Sir Richard said the process of integration had gone ahead "extremely quickly". The structure and number of research and development sites had been determined, he said, and in manufacturing all the major decisions had been made. In June, the company announced the closure of Wellcome's main UK research site at Beckenham, Kent, employing 1,550 people.
But the latest news drew an angry response from both the Labour Party and workers' representatives. Labour trade and industry spokesman Lewis Moonie said massive unemployment was the price of large-scale takeovers.
Paul Talbot, national officer of MSF, the main trade union at the company, said the job cuts confirmed their worst fears. Wellcome in the UK was "being gutted" and talk of compulsory redundancies flew in the face of reassurances given by the company throughout the recent merger discussions.

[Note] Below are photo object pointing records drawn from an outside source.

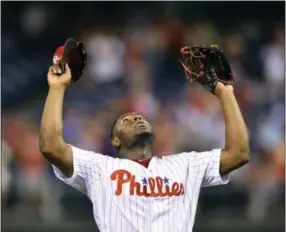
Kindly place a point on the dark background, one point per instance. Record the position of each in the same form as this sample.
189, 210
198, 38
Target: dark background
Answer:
133, 66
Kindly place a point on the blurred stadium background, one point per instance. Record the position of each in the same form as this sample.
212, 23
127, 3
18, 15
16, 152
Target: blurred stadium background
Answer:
133, 51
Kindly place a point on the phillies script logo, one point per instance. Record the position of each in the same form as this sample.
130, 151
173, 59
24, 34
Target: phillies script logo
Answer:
157, 187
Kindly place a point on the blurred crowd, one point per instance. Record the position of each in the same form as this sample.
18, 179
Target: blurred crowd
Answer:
133, 66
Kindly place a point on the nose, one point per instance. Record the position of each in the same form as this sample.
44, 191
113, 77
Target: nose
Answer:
137, 118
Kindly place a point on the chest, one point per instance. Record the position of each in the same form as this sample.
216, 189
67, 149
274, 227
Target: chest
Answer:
160, 180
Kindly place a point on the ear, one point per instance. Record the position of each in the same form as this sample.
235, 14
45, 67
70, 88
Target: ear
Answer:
115, 142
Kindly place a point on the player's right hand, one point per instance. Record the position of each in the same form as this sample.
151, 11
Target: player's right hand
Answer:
57, 78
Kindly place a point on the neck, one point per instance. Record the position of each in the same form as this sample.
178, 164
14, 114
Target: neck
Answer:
136, 152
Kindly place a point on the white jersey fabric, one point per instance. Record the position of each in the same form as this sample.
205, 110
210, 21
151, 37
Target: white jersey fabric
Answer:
127, 197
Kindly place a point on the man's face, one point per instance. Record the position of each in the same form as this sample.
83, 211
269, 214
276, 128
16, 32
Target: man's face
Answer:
130, 127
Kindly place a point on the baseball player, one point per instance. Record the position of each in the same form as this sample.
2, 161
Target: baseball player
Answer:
137, 192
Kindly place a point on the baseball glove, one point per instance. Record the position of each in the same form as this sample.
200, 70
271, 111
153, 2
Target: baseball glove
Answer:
206, 65
74, 54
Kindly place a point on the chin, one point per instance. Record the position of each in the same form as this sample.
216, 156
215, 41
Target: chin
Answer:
143, 138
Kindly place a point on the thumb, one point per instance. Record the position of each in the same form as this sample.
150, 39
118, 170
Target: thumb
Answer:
67, 67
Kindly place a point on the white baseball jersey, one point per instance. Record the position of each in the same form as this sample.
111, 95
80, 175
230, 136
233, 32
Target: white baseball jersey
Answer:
128, 197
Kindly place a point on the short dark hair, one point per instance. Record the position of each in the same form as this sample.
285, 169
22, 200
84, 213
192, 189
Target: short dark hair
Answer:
112, 126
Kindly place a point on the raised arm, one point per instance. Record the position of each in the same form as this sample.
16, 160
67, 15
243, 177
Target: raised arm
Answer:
236, 151
51, 142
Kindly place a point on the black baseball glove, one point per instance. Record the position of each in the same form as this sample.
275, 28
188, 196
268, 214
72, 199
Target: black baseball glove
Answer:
206, 65
73, 53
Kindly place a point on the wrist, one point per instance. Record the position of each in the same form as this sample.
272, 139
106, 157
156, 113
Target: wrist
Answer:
57, 87
224, 92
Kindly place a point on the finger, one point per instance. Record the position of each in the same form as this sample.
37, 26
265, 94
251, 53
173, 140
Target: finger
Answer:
56, 69
67, 67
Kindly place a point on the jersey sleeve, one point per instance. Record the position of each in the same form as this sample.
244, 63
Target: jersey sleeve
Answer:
87, 166
206, 165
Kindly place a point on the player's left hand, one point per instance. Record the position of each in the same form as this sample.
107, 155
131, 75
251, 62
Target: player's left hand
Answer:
221, 88
208, 66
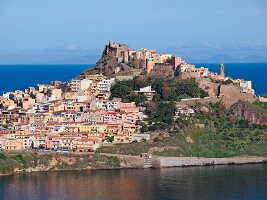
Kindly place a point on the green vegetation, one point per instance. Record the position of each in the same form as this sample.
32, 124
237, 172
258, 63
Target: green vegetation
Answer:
207, 134
261, 107
168, 91
10, 162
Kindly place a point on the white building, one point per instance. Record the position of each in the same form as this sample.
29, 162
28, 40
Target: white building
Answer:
80, 85
105, 85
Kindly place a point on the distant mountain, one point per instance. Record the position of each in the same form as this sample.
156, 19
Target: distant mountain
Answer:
218, 58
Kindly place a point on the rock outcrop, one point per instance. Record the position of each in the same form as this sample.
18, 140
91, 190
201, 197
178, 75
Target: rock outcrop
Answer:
245, 111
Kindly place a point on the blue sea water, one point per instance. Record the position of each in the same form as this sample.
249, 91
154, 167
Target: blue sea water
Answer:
14, 77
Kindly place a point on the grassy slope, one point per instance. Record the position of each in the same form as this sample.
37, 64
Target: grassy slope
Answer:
9, 162
221, 137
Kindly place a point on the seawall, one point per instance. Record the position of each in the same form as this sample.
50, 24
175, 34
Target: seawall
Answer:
165, 162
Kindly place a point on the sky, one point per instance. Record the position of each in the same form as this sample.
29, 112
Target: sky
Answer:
75, 31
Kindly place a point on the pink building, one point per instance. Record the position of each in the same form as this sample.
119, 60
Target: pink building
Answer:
27, 103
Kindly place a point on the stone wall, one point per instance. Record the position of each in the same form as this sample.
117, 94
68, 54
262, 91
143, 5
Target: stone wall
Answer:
194, 161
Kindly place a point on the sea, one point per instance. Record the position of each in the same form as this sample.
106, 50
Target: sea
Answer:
13, 77
194, 183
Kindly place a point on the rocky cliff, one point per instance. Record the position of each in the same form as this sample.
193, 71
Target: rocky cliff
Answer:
249, 112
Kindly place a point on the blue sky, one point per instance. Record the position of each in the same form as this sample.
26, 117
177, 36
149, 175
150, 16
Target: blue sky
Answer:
47, 31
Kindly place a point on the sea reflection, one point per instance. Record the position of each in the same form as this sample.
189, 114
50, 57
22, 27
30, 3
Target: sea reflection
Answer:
242, 182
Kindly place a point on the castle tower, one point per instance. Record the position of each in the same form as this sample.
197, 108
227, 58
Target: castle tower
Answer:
149, 66
222, 70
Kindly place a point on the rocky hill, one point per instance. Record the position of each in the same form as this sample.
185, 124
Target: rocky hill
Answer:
253, 113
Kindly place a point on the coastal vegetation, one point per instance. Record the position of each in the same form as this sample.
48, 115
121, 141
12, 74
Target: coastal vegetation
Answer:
34, 161
207, 134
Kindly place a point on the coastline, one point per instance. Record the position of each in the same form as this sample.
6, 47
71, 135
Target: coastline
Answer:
136, 162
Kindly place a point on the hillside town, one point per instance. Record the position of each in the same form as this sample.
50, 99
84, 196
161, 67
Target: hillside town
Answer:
80, 116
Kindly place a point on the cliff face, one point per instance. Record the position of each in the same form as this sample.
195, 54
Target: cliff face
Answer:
245, 111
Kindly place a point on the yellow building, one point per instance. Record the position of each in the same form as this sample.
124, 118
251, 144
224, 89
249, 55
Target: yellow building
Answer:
85, 128
8, 103
14, 145
41, 87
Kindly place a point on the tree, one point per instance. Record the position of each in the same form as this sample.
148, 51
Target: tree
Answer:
110, 139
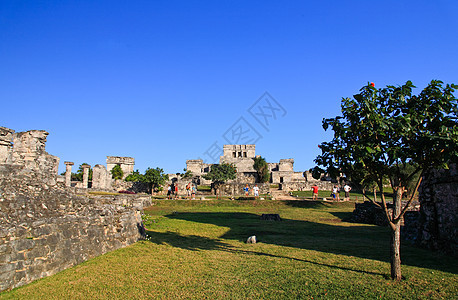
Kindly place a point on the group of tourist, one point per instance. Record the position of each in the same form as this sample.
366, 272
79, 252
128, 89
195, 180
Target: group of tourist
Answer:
172, 191
335, 192
255, 190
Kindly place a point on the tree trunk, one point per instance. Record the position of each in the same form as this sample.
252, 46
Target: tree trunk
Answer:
396, 236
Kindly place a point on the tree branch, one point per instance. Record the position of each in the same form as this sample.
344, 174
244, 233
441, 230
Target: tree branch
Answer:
404, 210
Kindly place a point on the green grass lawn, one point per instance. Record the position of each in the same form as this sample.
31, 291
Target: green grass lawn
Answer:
196, 249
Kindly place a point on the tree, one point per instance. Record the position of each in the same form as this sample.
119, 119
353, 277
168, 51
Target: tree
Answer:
392, 133
117, 172
187, 174
262, 168
155, 178
220, 174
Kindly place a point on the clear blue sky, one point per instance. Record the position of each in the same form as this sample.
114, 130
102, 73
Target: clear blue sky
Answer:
162, 81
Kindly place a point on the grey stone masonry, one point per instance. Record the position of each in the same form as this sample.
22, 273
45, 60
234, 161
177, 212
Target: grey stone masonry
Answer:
126, 163
68, 173
45, 229
438, 223
6, 144
29, 151
101, 178
85, 175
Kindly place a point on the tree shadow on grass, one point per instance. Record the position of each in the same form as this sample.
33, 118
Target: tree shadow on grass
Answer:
197, 243
364, 241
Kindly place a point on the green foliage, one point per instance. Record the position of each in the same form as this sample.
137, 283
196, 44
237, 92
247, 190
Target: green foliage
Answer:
382, 130
155, 178
187, 174
261, 167
221, 173
117, 172
392, 133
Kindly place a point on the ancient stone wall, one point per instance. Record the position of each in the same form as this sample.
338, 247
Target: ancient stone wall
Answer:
306, 185
29, 151
45, 229
236, 189
438, 222
101, 178
239, 151
6, 145
126, 163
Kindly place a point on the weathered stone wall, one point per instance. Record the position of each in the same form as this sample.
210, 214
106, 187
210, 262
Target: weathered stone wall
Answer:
306, 185
236, 189
239, 151
126, 163
6, 145
45, 229
286, 165
29, 151
439, 210
101, 178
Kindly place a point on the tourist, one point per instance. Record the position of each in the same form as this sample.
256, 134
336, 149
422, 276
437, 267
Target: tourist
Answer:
193, 192
315, 192
256, 191
347, 190
334, 192
188, 190
169, 192
247, 190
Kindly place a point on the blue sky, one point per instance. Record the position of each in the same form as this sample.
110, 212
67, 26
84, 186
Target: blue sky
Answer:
165, 81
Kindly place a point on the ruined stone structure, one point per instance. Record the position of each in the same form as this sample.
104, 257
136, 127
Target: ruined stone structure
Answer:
45, 227
126, 164
438, 222
28, 149
242, 156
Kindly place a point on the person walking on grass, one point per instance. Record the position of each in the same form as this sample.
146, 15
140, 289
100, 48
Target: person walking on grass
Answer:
247, 190
176, 191
347, 190
315, 192
193, 191
256, 191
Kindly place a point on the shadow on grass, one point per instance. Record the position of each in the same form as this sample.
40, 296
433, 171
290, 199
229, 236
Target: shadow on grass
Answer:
196, 243
364, 241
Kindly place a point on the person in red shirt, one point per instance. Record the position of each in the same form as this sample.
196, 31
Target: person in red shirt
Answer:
315, 192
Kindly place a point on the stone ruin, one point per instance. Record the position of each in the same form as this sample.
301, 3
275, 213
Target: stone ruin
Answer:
281, 173
46, 227
438, 222
432, 221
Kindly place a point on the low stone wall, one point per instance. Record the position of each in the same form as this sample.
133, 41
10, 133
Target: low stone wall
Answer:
236, 189
46, 229
306, 185
438, 223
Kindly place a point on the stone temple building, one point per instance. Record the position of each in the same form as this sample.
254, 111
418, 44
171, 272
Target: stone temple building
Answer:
242, 157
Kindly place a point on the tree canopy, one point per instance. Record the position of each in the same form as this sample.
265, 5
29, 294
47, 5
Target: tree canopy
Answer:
155, 178
117, 172
392, 133
78, 176
221, 173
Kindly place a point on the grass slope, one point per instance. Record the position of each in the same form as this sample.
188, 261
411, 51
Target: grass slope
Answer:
196, 249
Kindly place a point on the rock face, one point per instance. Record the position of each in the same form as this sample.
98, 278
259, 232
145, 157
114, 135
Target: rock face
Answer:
45, 229
44, 226
438, 221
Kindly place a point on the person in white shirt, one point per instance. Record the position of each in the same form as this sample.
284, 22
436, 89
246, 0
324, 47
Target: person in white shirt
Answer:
256, 191
347, 190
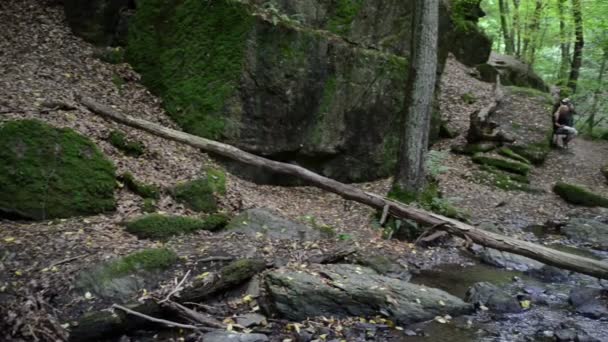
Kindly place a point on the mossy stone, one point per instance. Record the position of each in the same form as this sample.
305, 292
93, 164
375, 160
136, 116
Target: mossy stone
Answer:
471, 149
48, 172
162, 227
139, 188
502, 163
119, 140
507, 152
199, 194
579, 195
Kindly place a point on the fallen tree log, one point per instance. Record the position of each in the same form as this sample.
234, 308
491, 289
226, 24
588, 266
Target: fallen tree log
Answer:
107, 324
543, 254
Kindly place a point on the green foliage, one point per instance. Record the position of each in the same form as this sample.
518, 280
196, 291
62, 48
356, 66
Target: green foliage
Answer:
162, 227
471, 149
47, 172
191, 53
468, 98
147, 260
148, 206
129, 147
434, 163
345, 12
199, 194
507, 152
579, 195
502, 163
142, 189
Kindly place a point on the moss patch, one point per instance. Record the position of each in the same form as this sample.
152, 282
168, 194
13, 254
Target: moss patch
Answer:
206, 36
146, 260
535, 153
46, 172
471, 149
507, 152
343, 16
143, 190
502, 164
579, 195
161, 227
199, 194
129, 147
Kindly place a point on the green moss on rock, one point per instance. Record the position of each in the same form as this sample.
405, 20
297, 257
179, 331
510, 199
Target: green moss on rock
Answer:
141, 189
199, 194
146, 260
47, 172
471, 149
194, 34
507, 152
162, 227
502, 163
579, 195
129, 147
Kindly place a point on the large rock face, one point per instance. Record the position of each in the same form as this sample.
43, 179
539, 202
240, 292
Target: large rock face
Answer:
47, 172
316, 82
349, 290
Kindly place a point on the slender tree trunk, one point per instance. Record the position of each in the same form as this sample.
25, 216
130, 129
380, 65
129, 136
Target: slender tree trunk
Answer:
564, 43
577, 58
517, 27
420, 91
506, 32
531, 38
596, 95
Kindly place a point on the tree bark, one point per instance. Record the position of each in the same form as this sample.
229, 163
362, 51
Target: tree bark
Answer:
577, 58
531, 38
517, 27
420, 92
503, 7
564, 44
543, 254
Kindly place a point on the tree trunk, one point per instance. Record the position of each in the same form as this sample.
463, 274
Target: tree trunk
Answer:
420, 92
517, 27
564, 44
600, 78
503, 7
577, 58
530, 39
504, 243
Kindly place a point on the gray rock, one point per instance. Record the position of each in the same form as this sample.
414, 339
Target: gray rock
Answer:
253, 222
508, 260
350, 290
588, 231
590, 302
493, 298
226, 336
252, 319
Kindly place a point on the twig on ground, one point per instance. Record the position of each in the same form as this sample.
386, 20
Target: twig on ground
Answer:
176, 289
158, 320
216, 258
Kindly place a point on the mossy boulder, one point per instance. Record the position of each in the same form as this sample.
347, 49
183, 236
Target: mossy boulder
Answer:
102, 22
579, 195
48, 172
162, 227
200, 194
144, 190
501, 163
124, 277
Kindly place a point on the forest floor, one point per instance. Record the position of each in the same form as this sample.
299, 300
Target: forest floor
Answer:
41, 60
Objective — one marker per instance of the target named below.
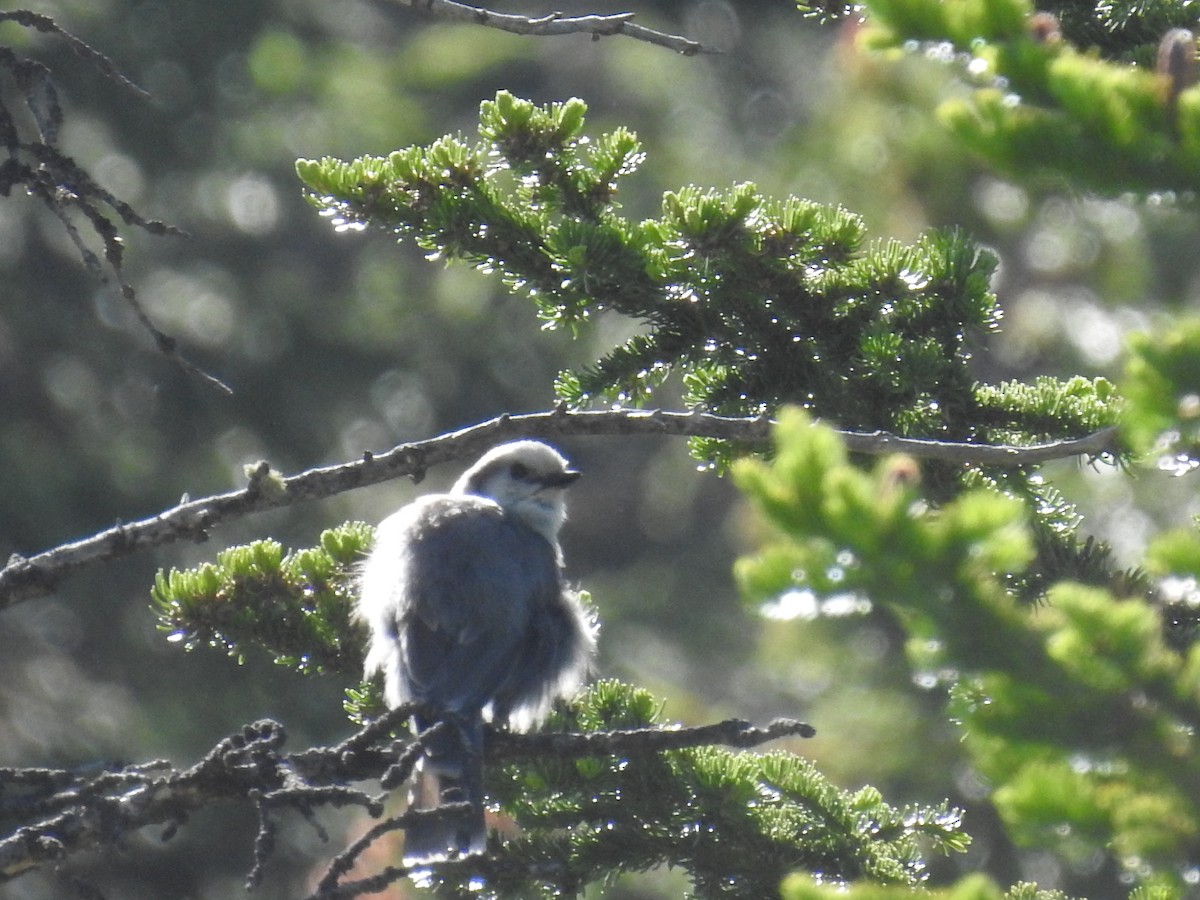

The company denied that any such assurances had been given.
On the stock market, Glaxo Wellcome's shares gained 8.5p to 795.5p as analysts welcomed the company's forecast that eventual annual cost savings would hit pounds 700m a year by 1998. John Coombe, finance director, said a pounds 1.2bn charge to be taken this year to cover the costs of the programme would be fully recovered in savings by December 1997, while the pounds 800m cost of the redundancies and other cash items would be paid back in two years.
The first pounds 700m of the charge has been taken against profits for the 12 months to June, which the company announced yesterday, calling them second interims as the year end is being switched to December. Pre-tax profits after the charge and including Wellcome from mid-March were pounds 1.56bn, compared with pounds 1.84bn from Glaxo on its own in the comparable period.
Excluding integration costs, profits rose 23 per cent to pounds 2.26bn, with earnings per share up from 42.7p to 48.5p boosted by the addition of Wellcome. A second interim dividend of 20p takes the total for 12 months to 30p, up 11 per cent.
Analysts were encouraged by the performance of Zantac, the best-selling anti-ulcer drug. Facing increasing competition from generic rivals and improved remedies such as Astra's Losec, sales slipped 3 per cent to pounds 2.31bn, at constant exchange rates in the period. All the decline was due to price reductions as the company fought back with discounts in the US and volumes were actually 2 per cent ahead.
Sir Richard said he did not see the need for another major acquisition for five years and suggested that Glaxo Wellcome would not be interested in mounting a white knight rescue for Fisons, currently the subject of a hostile bid from Rhone-Poulenc Rorer.